Tag Archives: Michael R. Underwood

Book Review: Genrenauts #2, The Absconded Ambassador by Michael R. Underwood

When I read the first of Michael R. Underwood’s new Genrenauts series, I compared it to the pilot of a television show—it was a solid introduction to the series, but it had a lot of pilot episode problems. The Absconded Ambassador is a rather shaky second outing for the series, and it just didn’t work for me. This time the genrenauts travel to science fiction world, which was exciting, but Underwood didn’t really do anything particularly new or interesting with the setting. The Shootout Solution had a sort of twist that, while obvious, was an interesting exploration of western adventure tropes. There’s nothing like that here, which was a little bit of a letdown.

On the bright side, there was more character development for the main characters this time around, and Leah and the rest of the genrenauts are starting to feel a little more like real people. That said, Leah isn’t a particularly likeable character, but she’s also not unlikeable in any particularly interesting ways. She also shares a lot of screen time on this outing with other characters, but none of them are very memorable, either.

If you don’t have compelling characters, a great plot is a must, but the actual plot here is whisper thin. Very few things actually happen, and those that do aren’t very interesting. The peril caused by the kidnapping of the ambassador never feels very high stakes, and the more general danger of what could happen in the real world if a genre world breaks never manages to feel, well, real.

These issues may simply be due to the limitations of the short length of these novellas and the serial nature of the story, but it’s already hard to muster up any excitement for the next installment at this point. I’ve so far compared this series to a television show, but the problem with serial novella-length installments is that they don’t come out a week apart. The next one won’t be out until months from now, and that’s a long time to wait for mediocrity.

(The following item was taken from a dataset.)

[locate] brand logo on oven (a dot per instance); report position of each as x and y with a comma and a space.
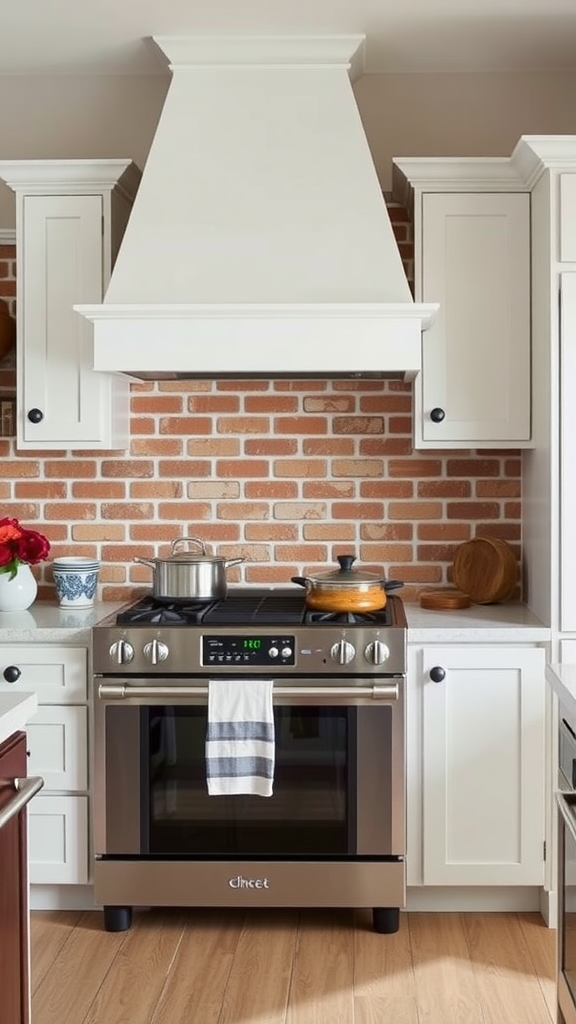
239, 882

Book Review: Genrenauts #1, The Shootout Solution by Michael R. Underwood

Genrenauts: The Shootout Solution is the first in a new series of novellas by Michael R. Underwood that explores and interrogates genre tropes with a premise that is basically like what would happen if the mid-90s television show Sliders got mashed together with the popular fiction section of a Barnes & Noble. It’s a fun idea, and it more or less works.

Leah Tang is a great protagonist who’s funny, smart and resourceful. It’s not often that an Asian-American woman gets to be front and center in a speculative genre, and this makes her a great choice to take the lead in a story that is very overt in its critical examination of genre standards. It’s nice to see Leah’s race and gender considered as positive job qualifications that, along with her background as a stand-up comedian, make her uniquely and especially qualified for the work the Genrenauts are doing.

Starting the series off with a look at the Western genre, which isn’t widely read these days by the under-60 crowd, is an especially smart move on the part of the author. I expect that this is the genre that younger readers will be least familiar with, which makes it a perfect introduction to the Genrenauts world and an ideal backdrop for establishing characters and easing the audience in to some of the deeper ideas that Underwood is concerned with.

As an exploration of genre as a concept and an in-depth look at some of the more widely used tropes of genre fiction, The Shootout Solution feels a little simplistic, though it hints at more sophisticated genre analysis to come. Hopefully, future books in this series will raise the stakes and broaden their scope, as this one never felt particularly dangerous, and the actual solution, when it’s discovered, was obvious and too-heavily telegraphed to surprise anyone with a higher than 101 level understanding of literary criticism.

The author himself has referred to this book as the “pilot episode” of this series, and it definitely reads like one. Much of what we get in The Shootout Solution is worldbuilding, character introductions, and set-up for the rest of the series, so this volume ends up a little light on plot. Like many a promising pilot, The Shootout Solution feels just incomplete enough on its own to make me want to come back for more of the series.